Abstract
Recovery from the twin shocks of Ebola and the collapse of the iron ore sector continues. Non-iron ore sector growth is projected to be 3.7 percent in 2016, led by manufacturing and trade. Iron ore growth is also recovering, with the main company now operating with moderate profitability. Overall growth is projected to be 4.9 percent. Inflation was 10.9 percent at end-September, while the exchange rate has depreciated 19 percent over the last year. The budget is under severe pressure, in part because the rapid depreciation has stripped the government of all excise revenue from retail fuel, and led to explicit subsidies from the budget to keep retail fuel prices fixed. All end-June performance criteria were met while some structural benchmarks were missed. However, the ceiling on net domestic financing was met in part through the accumulation of arrears. There was also a minor non-observance of the continuous ceiling on external debt and a temporary multiple currency practice was introduced in recent months. This is the last review under this ECF arrangement, which expires on December 21, 2016. The authorities have expressed interest in negotiating a successor program in early 2017.
The Executive Board of the International Monetary Fund (IMF) today completed the sixth review of Sierra Leone’s performance under the economic program supported by an Extended Credit Facility (ECF) arrangement1. Completion of the review enables the disbursement of SDR24.44million, about US$33.23million, bringing total disbursements under the arrangement to SDR186.66million (about US$253.81 million). The decision was made on a lapse of time basis2.
In completing the review, the Executive Board also approved a request for waiver for the non-observance of the continuous performance criterion on the net present value of the external debt and the non-introduction of multiple currency practices given corrective measures taken by the authorities.
Sierra Leone’s ECF arrangement was approved by the Executive Board for SDR 62.22 million (about US$86.86 million) on October 21, 2013 (see Press Release No. 13/410) and was augmented twice (see Press Release 15/86 and Press Release 14/441). It was subsequently extended until end-December 2016 (see PR No 16/314).
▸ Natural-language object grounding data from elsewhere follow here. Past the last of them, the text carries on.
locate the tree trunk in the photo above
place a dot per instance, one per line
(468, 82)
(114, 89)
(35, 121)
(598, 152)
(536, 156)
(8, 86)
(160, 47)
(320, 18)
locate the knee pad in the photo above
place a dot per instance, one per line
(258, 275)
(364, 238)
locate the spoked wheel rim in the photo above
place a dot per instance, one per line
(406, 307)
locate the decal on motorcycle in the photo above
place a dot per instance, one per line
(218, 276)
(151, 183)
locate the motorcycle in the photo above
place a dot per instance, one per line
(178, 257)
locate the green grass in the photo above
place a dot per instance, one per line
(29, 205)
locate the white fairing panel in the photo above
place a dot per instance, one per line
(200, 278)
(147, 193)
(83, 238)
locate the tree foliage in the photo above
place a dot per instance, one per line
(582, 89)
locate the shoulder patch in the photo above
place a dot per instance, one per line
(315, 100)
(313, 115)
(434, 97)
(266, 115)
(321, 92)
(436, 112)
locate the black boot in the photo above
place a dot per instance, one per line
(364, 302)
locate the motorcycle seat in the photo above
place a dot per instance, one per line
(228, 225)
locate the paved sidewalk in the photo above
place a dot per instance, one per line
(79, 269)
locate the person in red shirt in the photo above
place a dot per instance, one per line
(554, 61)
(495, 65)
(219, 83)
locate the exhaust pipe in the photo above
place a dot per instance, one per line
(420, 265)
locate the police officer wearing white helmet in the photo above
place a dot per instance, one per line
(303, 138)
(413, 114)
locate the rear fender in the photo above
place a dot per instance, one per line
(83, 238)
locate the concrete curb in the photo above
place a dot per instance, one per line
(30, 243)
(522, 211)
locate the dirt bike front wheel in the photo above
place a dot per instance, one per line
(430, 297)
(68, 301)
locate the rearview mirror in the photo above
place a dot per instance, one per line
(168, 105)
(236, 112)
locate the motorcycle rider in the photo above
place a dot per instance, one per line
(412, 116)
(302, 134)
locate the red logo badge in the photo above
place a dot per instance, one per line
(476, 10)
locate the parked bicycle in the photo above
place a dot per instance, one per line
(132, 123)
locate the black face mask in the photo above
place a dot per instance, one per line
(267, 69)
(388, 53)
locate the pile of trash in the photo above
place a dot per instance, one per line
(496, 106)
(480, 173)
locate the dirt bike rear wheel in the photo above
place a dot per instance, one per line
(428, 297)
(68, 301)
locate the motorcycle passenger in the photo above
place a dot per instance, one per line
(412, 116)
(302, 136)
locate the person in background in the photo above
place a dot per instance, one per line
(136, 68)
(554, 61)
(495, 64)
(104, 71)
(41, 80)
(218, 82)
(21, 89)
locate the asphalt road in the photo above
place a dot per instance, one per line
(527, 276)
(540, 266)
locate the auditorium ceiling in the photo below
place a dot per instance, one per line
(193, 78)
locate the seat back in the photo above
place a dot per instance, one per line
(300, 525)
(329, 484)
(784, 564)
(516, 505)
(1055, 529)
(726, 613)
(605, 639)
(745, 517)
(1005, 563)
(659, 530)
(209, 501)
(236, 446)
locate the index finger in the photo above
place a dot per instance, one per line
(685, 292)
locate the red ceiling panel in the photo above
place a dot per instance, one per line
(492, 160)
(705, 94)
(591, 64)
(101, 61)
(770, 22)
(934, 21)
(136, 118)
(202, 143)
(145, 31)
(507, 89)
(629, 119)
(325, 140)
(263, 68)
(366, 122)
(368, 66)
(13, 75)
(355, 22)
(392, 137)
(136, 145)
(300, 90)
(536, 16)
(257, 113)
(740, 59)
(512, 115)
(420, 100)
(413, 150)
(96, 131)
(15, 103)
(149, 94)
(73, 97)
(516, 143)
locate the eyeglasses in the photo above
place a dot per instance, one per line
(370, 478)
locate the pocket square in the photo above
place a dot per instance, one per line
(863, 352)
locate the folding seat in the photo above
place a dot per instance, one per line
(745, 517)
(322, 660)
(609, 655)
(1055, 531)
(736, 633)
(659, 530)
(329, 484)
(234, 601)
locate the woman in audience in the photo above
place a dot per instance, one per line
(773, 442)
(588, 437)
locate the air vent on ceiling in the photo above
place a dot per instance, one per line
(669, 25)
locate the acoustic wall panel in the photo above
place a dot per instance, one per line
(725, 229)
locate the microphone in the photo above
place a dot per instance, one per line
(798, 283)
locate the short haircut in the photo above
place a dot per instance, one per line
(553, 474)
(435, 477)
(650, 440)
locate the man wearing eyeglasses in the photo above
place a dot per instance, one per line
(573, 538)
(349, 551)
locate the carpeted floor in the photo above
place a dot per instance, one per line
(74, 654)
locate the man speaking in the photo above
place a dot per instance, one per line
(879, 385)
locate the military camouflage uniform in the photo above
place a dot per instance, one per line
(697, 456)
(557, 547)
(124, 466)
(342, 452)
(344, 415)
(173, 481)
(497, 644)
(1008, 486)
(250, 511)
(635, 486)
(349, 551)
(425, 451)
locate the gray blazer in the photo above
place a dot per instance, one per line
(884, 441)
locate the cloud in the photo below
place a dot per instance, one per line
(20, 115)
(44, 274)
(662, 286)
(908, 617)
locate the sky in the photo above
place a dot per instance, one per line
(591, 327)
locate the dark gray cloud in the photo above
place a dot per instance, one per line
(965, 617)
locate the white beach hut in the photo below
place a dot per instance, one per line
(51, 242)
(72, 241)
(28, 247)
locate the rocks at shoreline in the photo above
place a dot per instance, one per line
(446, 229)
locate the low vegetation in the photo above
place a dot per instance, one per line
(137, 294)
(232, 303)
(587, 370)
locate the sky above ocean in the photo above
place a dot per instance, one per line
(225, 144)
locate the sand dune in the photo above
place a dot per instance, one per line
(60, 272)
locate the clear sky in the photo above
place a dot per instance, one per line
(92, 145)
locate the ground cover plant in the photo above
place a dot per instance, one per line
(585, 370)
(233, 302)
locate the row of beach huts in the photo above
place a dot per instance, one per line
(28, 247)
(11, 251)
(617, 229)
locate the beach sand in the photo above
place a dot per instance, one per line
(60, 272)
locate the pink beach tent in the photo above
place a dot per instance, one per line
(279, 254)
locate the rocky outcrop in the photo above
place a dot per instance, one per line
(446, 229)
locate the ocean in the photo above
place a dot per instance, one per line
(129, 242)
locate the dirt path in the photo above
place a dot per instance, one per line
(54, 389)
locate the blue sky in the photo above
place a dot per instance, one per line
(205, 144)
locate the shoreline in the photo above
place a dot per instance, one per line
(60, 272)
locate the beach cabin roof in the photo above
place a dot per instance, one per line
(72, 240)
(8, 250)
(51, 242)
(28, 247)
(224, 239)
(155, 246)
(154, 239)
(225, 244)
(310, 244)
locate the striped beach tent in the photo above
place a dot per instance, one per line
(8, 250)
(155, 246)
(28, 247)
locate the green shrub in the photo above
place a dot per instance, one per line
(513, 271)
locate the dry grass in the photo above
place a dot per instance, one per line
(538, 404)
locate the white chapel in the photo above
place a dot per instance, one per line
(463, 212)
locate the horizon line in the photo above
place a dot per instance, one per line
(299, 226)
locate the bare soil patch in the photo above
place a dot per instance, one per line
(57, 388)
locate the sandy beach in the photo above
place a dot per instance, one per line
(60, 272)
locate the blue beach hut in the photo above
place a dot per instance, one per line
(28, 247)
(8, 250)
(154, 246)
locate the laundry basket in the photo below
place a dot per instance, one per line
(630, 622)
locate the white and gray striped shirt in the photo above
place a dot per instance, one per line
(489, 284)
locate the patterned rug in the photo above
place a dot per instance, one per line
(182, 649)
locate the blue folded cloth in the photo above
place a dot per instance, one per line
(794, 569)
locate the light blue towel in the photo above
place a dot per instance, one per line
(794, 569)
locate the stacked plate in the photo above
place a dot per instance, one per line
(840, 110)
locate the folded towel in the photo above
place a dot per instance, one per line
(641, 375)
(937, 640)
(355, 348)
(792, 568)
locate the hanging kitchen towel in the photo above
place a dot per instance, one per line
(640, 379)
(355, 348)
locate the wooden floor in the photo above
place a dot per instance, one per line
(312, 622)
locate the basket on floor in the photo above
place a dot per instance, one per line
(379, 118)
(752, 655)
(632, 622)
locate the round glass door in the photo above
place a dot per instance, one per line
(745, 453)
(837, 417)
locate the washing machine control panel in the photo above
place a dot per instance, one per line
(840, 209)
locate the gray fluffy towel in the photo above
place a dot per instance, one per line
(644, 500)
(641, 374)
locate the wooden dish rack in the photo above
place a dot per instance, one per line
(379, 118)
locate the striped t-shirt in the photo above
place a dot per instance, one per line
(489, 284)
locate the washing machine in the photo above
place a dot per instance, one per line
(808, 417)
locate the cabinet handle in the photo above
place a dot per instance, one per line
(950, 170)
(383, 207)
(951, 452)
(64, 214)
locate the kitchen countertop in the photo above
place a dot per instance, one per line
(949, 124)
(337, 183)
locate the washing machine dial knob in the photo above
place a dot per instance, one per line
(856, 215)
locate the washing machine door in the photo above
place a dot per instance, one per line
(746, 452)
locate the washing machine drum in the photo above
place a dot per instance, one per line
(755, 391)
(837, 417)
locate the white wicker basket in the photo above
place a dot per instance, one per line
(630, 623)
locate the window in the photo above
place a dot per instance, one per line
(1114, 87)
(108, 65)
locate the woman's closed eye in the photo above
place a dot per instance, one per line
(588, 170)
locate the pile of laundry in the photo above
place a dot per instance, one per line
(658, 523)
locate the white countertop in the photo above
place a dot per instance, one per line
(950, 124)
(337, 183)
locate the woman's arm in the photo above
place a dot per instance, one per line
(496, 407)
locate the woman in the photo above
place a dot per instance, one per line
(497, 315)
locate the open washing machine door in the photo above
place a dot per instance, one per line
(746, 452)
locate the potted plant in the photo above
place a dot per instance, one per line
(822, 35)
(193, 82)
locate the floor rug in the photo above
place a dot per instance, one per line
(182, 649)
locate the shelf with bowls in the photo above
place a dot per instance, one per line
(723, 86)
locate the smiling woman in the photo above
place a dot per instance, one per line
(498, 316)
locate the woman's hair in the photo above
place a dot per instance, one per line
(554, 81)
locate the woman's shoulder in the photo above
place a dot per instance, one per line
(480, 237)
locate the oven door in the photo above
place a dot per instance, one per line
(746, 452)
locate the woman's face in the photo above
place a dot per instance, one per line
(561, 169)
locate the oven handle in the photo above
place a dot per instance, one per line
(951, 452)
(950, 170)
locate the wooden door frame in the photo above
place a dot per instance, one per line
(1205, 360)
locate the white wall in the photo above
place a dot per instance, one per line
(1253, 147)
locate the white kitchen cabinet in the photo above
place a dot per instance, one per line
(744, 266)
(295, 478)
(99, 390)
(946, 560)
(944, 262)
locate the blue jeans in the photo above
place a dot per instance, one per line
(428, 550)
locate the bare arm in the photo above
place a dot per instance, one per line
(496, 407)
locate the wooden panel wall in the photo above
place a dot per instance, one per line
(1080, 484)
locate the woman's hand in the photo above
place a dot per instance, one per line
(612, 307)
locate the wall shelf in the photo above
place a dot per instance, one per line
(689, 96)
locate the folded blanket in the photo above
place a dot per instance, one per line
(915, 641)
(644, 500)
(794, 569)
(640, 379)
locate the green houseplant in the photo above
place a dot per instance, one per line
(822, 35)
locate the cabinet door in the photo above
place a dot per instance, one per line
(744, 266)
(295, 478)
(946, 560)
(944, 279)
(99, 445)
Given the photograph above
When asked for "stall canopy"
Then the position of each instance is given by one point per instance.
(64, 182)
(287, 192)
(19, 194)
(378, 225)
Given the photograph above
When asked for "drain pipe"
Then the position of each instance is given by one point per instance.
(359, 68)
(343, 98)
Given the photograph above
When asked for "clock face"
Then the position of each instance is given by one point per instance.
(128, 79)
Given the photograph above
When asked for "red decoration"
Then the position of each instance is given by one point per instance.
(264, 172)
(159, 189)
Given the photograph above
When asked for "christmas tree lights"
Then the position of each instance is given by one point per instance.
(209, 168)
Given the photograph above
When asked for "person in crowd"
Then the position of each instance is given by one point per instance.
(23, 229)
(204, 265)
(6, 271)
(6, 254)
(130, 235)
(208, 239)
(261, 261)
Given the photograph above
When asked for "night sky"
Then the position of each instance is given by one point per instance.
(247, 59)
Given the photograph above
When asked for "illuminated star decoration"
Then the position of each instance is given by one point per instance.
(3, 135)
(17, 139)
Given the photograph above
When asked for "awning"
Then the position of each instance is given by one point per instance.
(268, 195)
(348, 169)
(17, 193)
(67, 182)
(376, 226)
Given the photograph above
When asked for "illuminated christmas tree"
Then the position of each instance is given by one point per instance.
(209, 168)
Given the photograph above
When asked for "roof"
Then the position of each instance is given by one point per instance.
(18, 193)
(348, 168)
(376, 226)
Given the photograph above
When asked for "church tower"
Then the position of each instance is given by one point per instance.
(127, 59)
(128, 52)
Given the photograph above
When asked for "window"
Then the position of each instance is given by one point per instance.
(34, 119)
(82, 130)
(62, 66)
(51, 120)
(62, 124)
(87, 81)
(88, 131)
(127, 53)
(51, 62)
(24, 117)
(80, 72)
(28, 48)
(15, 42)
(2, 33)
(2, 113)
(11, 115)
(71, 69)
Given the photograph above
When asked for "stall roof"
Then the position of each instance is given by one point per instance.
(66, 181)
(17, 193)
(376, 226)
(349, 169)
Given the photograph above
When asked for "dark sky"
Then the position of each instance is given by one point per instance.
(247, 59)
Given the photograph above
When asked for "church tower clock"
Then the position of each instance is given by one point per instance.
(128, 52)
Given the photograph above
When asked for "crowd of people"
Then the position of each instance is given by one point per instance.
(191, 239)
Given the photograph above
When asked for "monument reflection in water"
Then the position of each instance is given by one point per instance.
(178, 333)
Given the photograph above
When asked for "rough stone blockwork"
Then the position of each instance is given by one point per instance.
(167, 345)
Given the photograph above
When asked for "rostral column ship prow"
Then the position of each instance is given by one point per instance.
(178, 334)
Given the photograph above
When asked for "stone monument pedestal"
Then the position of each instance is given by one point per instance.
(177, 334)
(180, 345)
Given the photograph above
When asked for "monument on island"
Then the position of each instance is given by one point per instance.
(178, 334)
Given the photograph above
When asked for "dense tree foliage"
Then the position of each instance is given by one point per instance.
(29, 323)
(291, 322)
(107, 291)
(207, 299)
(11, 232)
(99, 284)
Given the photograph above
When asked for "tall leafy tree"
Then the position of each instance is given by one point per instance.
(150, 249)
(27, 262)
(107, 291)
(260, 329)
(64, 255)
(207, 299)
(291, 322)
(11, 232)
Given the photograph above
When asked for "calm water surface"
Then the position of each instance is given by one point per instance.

The government’s economic reform program supported by the ECF has achieved its key objectives despite the exogenous shocks of the Ebola epidemic and the collapse of iron ore prices and associated loss of production in 2014-2015. It aims at ensuring stronger and more inclusive growth and plays a catalytic role for bilateral and multilateral assistance.
The economy proved resilient, supported by sound macroeconomic policies, together with generous support from development partners that helped ensure fiscal and external sustainability, while providing resources to begin implementing the post-Ebola Recovery Strategy. However, the authorities need more resources to mitigate the long – lasting impact of Ebola and commodities prices shocks.
Despite this improvement, challenges persist. Looking ahead, policy should focus on continuing to anchor economic stability through sound fiscal, monetary, and debt policies while making faster progress on structural reforms. Diversifying growth, making it more inclusive and distributing its benefits more widely should be the overriding focus of economic policy.
The ECF is a lending arrangement that provides sustained program engagement over the medium to long term in case of protracted balance of payments problems.
The Executive Board takes decisions under its lapse of time procedure when it is agreed by the Board that a proposal can be considered without convening formal discussions.